Review: A high-speed trip down memory lane with Sonic & All Stars Racing Transformed

Sonic & All-Stars Racing Transformed is one of those games that's on every conceivable platform, from the Wii U to the Vita to Mac and now iOS. Oftentimes, games that are spread across so many devices suffer in the transition to a small screen, but Sega's familiarity with the iPhone means that its character-based racing game completely avoids that fate.

Transformed is a cartoonish racing title in the vein of Mario Kart and the previous Sonic & All Stars Racing title, with characters from a variety of games converging on racetracks pulled from Sega's IPs.

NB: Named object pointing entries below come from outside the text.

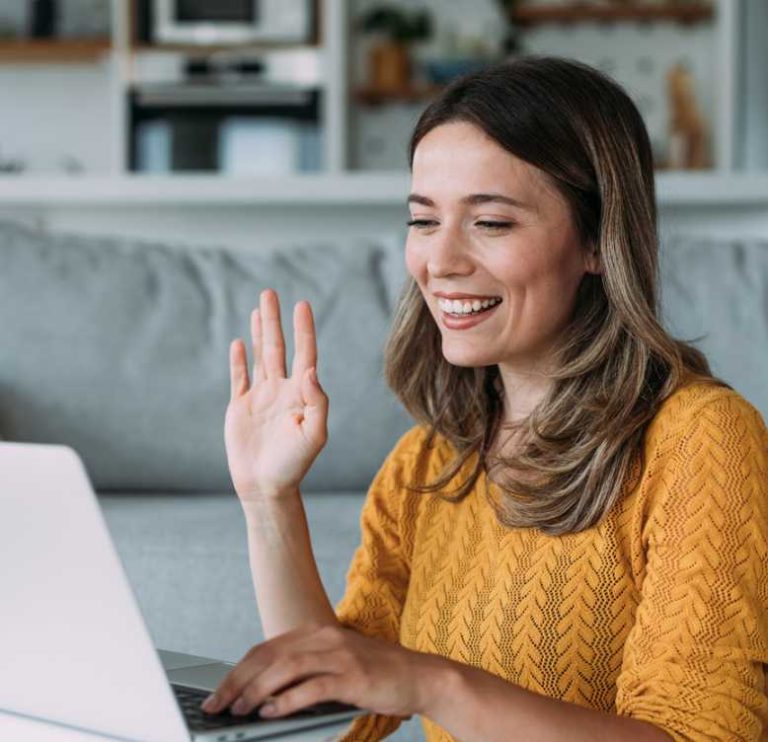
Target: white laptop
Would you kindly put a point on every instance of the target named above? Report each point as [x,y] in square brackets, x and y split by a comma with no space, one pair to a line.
[74,646]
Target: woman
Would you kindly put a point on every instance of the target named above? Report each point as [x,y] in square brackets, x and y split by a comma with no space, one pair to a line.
[573,541]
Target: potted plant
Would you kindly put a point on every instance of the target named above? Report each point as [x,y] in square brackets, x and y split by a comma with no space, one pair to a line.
[390,63]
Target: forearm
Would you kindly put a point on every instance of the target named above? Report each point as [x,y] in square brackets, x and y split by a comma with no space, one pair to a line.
[472,704]
[288,588]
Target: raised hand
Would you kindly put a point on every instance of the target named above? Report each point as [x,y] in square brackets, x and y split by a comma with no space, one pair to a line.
[275,425]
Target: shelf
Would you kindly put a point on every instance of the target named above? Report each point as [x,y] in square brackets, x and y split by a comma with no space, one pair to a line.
[52,50]
[416,93]
[579,12]
[202,50]
[674,189]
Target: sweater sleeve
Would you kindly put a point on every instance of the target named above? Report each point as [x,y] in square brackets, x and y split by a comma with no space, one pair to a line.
[377,579]
[694,662]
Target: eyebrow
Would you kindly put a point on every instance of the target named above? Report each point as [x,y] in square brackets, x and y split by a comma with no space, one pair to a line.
[473,199]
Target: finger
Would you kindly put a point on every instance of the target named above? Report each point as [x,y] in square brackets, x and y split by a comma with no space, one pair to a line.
[318,688]
[273,344]
[304,339]
[315,409]
[238,369]
[286,673]
[258,366]
[255,660]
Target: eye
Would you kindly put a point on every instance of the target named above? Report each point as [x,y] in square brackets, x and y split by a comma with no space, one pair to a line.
[494,225]
[419,223]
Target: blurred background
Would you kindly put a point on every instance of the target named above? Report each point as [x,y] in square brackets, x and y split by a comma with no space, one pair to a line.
[274,104]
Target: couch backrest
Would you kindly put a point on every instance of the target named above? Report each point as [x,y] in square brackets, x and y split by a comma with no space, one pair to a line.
[120,350]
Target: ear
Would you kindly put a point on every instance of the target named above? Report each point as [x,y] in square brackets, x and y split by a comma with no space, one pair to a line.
[592,260]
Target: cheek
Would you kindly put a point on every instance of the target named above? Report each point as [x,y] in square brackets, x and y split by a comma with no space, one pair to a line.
[414,262]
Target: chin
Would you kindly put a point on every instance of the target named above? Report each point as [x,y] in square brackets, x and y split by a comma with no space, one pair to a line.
[466,357]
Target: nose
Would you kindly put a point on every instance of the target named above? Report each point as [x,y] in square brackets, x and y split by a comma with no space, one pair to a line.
[447,255]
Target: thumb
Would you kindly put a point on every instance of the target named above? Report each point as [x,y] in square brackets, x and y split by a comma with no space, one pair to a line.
[316,406]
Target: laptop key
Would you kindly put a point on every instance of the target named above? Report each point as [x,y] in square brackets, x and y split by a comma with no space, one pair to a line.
[189,700]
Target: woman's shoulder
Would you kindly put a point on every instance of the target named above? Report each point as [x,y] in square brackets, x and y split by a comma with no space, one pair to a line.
[419,444]
[703,406]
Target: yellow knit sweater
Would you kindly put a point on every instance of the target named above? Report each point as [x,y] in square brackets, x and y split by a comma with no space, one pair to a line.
[660,612]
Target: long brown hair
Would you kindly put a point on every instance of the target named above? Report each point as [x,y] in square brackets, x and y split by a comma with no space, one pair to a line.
[583,443]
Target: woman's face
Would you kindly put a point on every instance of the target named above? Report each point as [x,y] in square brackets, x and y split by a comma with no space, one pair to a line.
[491,234]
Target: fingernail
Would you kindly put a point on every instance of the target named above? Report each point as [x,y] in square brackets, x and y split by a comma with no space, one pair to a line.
[210,703]
[239,706]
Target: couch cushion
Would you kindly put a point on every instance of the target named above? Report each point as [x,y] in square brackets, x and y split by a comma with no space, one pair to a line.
[120,349]
[715,292]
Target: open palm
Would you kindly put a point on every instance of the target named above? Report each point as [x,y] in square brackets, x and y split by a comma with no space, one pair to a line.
[275,425]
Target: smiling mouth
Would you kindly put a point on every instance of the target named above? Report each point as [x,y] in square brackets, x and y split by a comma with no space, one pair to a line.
[465,308]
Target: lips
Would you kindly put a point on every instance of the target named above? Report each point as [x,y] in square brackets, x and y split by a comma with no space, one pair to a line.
[454,322]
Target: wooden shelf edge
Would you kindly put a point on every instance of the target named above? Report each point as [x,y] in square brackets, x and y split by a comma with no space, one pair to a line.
[374,96]
[53,50]
[574,13]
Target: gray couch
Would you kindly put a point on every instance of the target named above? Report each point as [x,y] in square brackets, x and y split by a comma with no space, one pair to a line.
[119,349]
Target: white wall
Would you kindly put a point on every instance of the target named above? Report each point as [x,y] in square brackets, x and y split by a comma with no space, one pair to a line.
[52,113]
[262,227]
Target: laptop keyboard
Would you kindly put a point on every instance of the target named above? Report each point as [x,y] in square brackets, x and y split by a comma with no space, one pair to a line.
[189,700]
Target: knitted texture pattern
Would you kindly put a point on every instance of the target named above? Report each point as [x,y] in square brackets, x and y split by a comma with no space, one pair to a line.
[659,612]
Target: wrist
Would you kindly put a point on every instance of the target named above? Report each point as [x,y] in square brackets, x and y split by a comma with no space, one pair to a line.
[439,682]
[267,503]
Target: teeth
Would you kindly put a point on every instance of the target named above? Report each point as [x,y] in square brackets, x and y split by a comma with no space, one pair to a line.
[455,306]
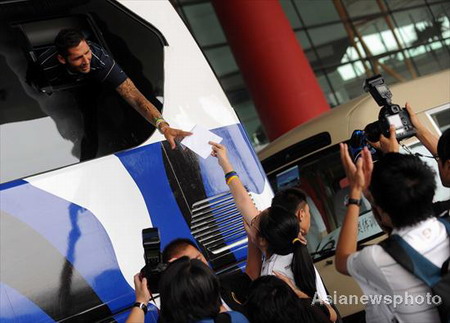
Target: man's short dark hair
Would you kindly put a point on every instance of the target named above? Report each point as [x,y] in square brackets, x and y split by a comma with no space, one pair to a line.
[443,148]
[403,186]
[67,38]
[272,300]
[175,247]
[189,291]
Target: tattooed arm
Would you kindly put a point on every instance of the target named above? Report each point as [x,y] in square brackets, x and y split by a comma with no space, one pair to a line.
[137,100]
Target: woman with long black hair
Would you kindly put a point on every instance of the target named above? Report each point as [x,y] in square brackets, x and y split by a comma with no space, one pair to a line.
[278,232]
[190,292]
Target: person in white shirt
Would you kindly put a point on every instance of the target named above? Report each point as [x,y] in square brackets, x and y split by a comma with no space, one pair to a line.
[278,233]
[401,189]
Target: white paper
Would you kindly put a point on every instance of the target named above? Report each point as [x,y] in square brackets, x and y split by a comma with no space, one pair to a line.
[198,141]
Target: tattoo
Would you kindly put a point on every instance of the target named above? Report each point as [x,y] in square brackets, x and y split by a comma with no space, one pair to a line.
[137,100]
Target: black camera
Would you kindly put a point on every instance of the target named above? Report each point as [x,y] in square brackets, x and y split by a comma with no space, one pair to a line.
[390,113]
[153,260]
[357,142]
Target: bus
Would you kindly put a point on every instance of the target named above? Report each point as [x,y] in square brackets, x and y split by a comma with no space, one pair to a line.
[82,173]
[308,157]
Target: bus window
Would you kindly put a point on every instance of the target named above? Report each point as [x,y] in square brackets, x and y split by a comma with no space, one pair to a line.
[322,177]
[41,132]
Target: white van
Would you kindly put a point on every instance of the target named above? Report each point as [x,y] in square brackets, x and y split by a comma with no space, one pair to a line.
[308,156]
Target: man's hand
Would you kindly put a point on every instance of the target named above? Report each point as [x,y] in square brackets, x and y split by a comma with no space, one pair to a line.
[137,100]
[220,151]
[173,135]
[389,145]
[140,286]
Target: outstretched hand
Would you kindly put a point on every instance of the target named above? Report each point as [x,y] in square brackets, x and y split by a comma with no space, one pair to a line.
[220,152]
[140,286]
[358,175]
[172,135]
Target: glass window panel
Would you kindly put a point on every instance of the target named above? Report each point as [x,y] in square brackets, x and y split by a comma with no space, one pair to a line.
[361,8]
[401,4]
[442,117]
[291,14]
[328,34]
[222,60]
[303,39]
[309,11]
[204,24]
[327,91]
[413,26]
[441,13]
[331,43]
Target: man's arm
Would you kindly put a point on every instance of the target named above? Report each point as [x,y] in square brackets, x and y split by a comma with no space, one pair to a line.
[359,178]
[137,100]
[425,136]
[142,296]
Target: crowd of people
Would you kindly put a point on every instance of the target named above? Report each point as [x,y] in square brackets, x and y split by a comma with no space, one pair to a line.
[281,283]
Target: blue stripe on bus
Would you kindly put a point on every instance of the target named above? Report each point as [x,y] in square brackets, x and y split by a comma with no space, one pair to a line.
[241,156]
[151,316]
[245,163]
[77,234]
[12,303]
[146,167]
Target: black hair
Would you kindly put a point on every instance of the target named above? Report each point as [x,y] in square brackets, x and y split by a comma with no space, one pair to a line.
[280,228]
[175,247]
[403,186]
[271,300]
[443,149]
[67,38]
[189,291]
[290,198]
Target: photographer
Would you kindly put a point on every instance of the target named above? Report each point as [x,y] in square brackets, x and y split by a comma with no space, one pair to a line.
[402,189]
[439,148]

You can play as Sonic and race on a track from Super Monkey Ball, or play as Ulala from Space Channel 5 and race on a track inspired by Panzer Dragoon, for example. There's a ton of variety, and you're guaranteed to find a character and track that give you a pleasant dose of nostalgia.

As the title points to, the races are given a bit of a twist with transforming vehicles. Each of the characters' vehicles can shapeshift from a traditional road racer to both a boat and a plane. The tracks make good use of these changes, with flooded areas and long gaps that require flight.

The controls -- which allow you to steer with either tilt controls or the touchscreen -- are responsive and smooth, but the real treat here is the iOS 7 controller support. Using the Moga Ace Power or SteelSeries Stratus offers dual-analog stick control that feels fantastic. If you have the option, this is the way to play it.

There are a ton of different options for how to approach the races. You can play in single-player tournaments, take on tracks in a specific order, compete in daily challenges or play local and online multiplayer. In short, there's a lot here to keep you busy.

The only drawback of the iOS iteration of Transformed is its heavy emphasis on in-app purchases. You can skip just about every requirement, from paying race entry fees to unlocking new characters, simply by buying your way. You don't have to, of course, but when you're racing online against players who very clearly bought every racer in the game, it feels kind of cheap.

For US$4.99, I would have liked to see less in-game economy and more of an emphasis on the actual racing itself, but there's no denying that the high-speed battles are a ton of fun. If you're looking for a completely unrealistic racing experience -- and especially if you have an iOS 7 game controller -- this one is an easy recommendation.